This is a picture of Home in the deep mid-winter of 2011 when we had temperatures of minus 18!
It was amazing, we had icicles 2 ft long hanging from the gutters and because we had insulated the loft, even the water tank froze. We had to open the loft hatch and let the warm air up to thaw it out. Unfortunately it also loosened the snow on the roof which then slid off in sheets taking the gutters and the icicles with it.
I started beekeeping in 2001 with two hives and I now work 40 – 50 colonies of dark Irish bees. They were swarmy and some of them can still be a bit bad tempered when they have honey on board but they improve year on year. The improvement work continues – watch this space, or more specifically the page entitled ‘Native Bee’. Also the post on the Irish Native Bee which has links to several bee improvement articles.
Together we make a ‘small country living’ from the sale of bees, skeps, honey and beeswax and associated cottage-industry products such as candles, polish etc all sold locally.
During those years I’ve accumulated a lot of ‘stuff’ and rather than it sit here in my head or on this computer I may as well put it up here where it might be useful.
The other pages are of things I think are important – today – that might change tomorrow.
12 thoughts on “Home Sweet Home”
I love your writing style and honest comments.
Thank you for your well written and very informative blog. I found it while searching for information on making skeps. The last time I made one was about 45 years ago. I think I “lent” it someone, at the time, to be used as part of a beekeeping display, and “that was that” as we say, no more skep.

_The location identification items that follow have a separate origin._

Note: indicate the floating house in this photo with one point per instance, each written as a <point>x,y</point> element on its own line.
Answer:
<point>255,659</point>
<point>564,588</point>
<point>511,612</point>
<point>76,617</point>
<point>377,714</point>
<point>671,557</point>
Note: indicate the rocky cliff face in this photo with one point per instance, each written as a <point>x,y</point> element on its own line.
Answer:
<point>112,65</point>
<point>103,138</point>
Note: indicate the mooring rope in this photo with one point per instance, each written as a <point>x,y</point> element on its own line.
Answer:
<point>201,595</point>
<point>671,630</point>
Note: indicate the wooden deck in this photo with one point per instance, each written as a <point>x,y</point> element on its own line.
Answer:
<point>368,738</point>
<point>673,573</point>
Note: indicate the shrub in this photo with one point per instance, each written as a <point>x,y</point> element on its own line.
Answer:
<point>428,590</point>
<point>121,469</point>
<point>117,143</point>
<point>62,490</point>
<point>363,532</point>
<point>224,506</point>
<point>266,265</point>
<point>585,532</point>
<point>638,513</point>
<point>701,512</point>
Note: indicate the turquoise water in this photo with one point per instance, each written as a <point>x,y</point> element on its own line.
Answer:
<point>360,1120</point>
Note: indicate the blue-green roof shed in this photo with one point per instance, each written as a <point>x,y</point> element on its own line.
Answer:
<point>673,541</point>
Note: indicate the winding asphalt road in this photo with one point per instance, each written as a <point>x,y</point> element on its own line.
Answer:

I’ve recently started volunteering on a historical colonial plantation near Dover, Delaware. The care takers would like to set up a “period correct apiary” for the site. So that means Skeps are needed. It gets better. They were happy to report
that they already have honey bees presently housed in a tree on site. I just have to move the bees to their new home, from the tree, which can not be removed or damaged in any way. Its as easy as that. Luckily I’ve been keeping bees since I was 17, taught by great uncle in the ’60s, worked as Delaware’s first full time inspector in the ’70s so I know how to get the bees out with damage I just need to make a SKEP. By the by these bees are the Blackest I’ve seen in a long time. I also liked your information on the Irish Honeybees.

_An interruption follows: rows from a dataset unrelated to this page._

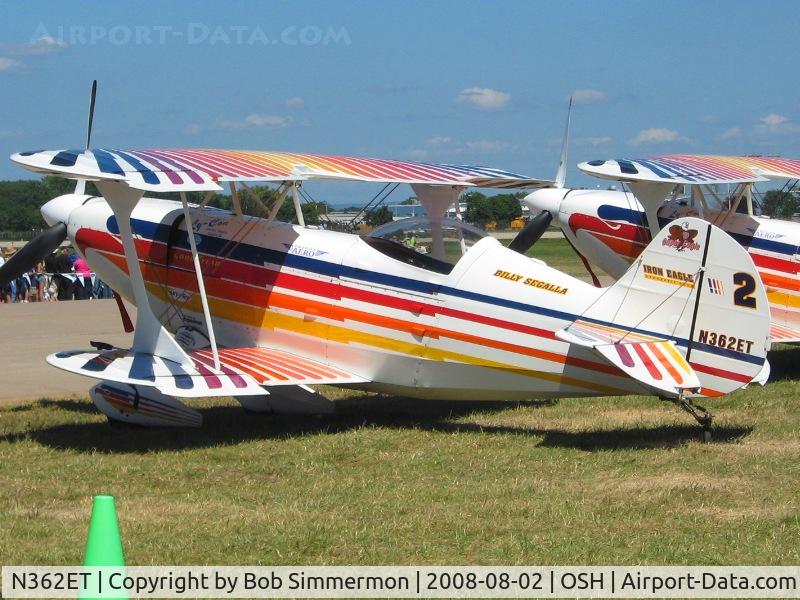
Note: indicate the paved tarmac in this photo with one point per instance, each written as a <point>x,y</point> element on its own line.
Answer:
<point>31,331</point>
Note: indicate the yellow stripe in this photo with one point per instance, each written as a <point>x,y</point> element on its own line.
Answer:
<point>673,352</point>
<point>781,300</point>
<point>264,319</point>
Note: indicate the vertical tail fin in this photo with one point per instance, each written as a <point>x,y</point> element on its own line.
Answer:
<point>698,288</point>
<point>561,174</point>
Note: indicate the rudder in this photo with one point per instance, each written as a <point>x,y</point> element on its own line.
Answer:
<point>696,286</point>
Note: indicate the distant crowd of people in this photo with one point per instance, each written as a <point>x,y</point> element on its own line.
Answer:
<point>64,275</point>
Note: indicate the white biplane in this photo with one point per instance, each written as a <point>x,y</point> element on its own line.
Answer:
<point>610,228</point>
<point>233,305</point>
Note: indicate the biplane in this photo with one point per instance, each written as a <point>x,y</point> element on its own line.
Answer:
<point>229,304</point>
<point>610,228</point>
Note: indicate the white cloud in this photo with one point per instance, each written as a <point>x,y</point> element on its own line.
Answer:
<point>731,133</point>
<point>588,96</point>
<point>774,124</point>
<point>773,120</point>
<point>594,141</point>
<point>483,98</point>
<point>654,135</point>
<point>488,146</point>
<point>6,64</point>
<point>417,153</point>
<point>295,102</point>
<point>45,44</point>
<point>256,120</point>
<point>439,140</point>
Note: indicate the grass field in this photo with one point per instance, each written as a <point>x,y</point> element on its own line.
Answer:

So, I’m fascinated – how you are going to conjure those bees out of the tree and into the skep?
I’d say making the skep would be the easy bit.
Thank you for a wonderful site. I am just about to embark on the road of Bee Keeping and was really interested to read all of your insightful information. Your images are amazing and the info is really helpful.

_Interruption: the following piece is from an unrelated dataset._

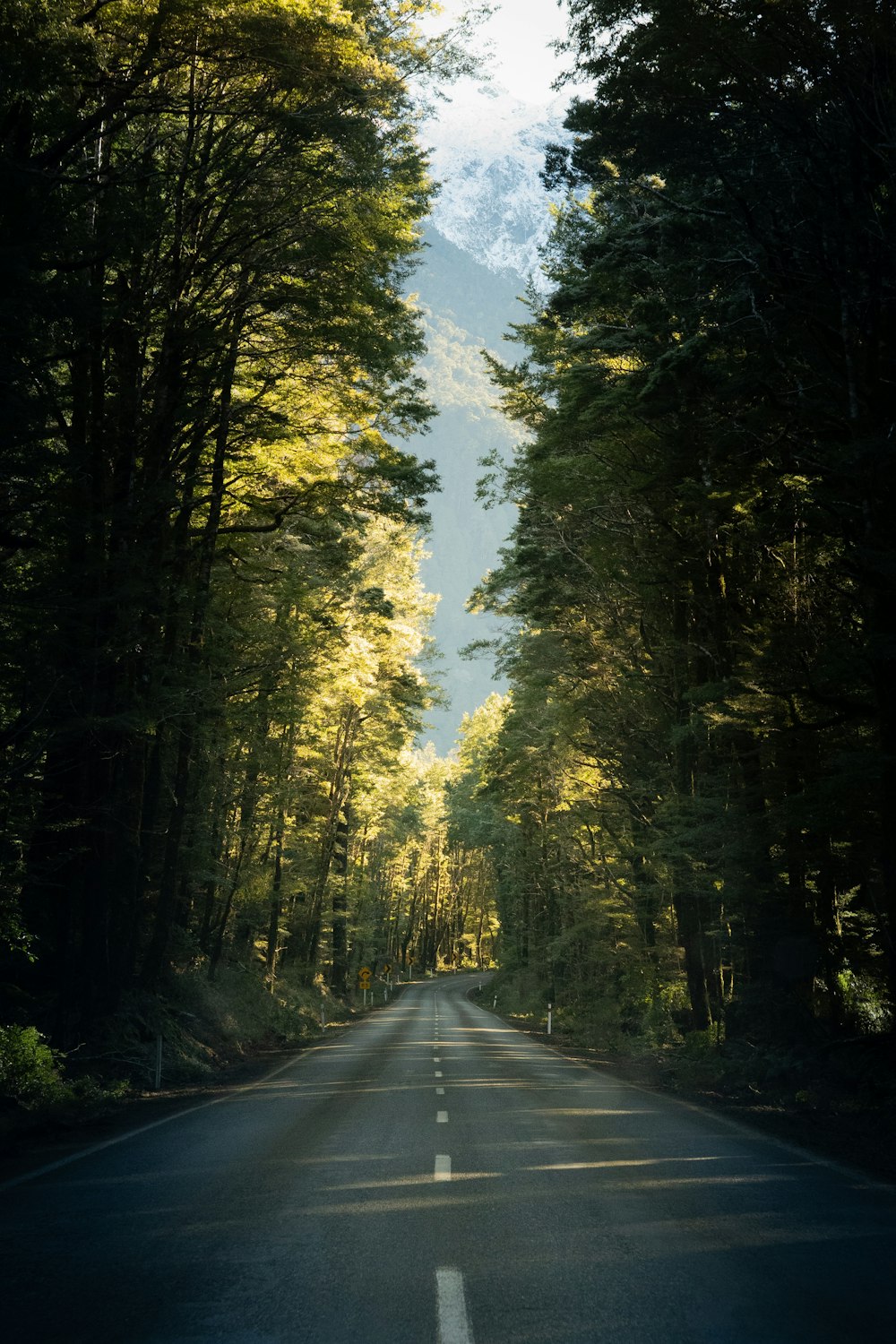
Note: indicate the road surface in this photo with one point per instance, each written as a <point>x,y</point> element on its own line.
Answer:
<point>433,1176</point>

Thank you and best wishes.
Thank you Darragh – that makes it all worth while!
One of the best sites i have found. Smart and well thought out with great info. THANKS!
my own bees died out with varroa a good few years back now, i did not know what it was at the time. but there is a wild colony thriving in a flat roof in a neighbours house, it has been there for years, at least fifteen i would think, i think they are native bees, small and black, like my own. have they developed immunity to disease?
Hello Joe and thank you for your comment.
It is possible that the wild bees have developed Varroa resistance but it would be difficult to test them while they are in the roof.
It is also possible that the colony died out several times during the 15 years and has been restocked by swarms from neighbouring beekeepers. Are there other beekeepers nearby?
I don’t expect it would be possible to get them out of the roof without a struggle either?
Hi Very interesting blog I am a beekeeper myself with around 30 hives.
Morning Jeff and thanks for the feedback.
Thanks, very clear and informative. Wishing you all a good season!
Thank you for your feedback. Let’s hope this year is as good as last year!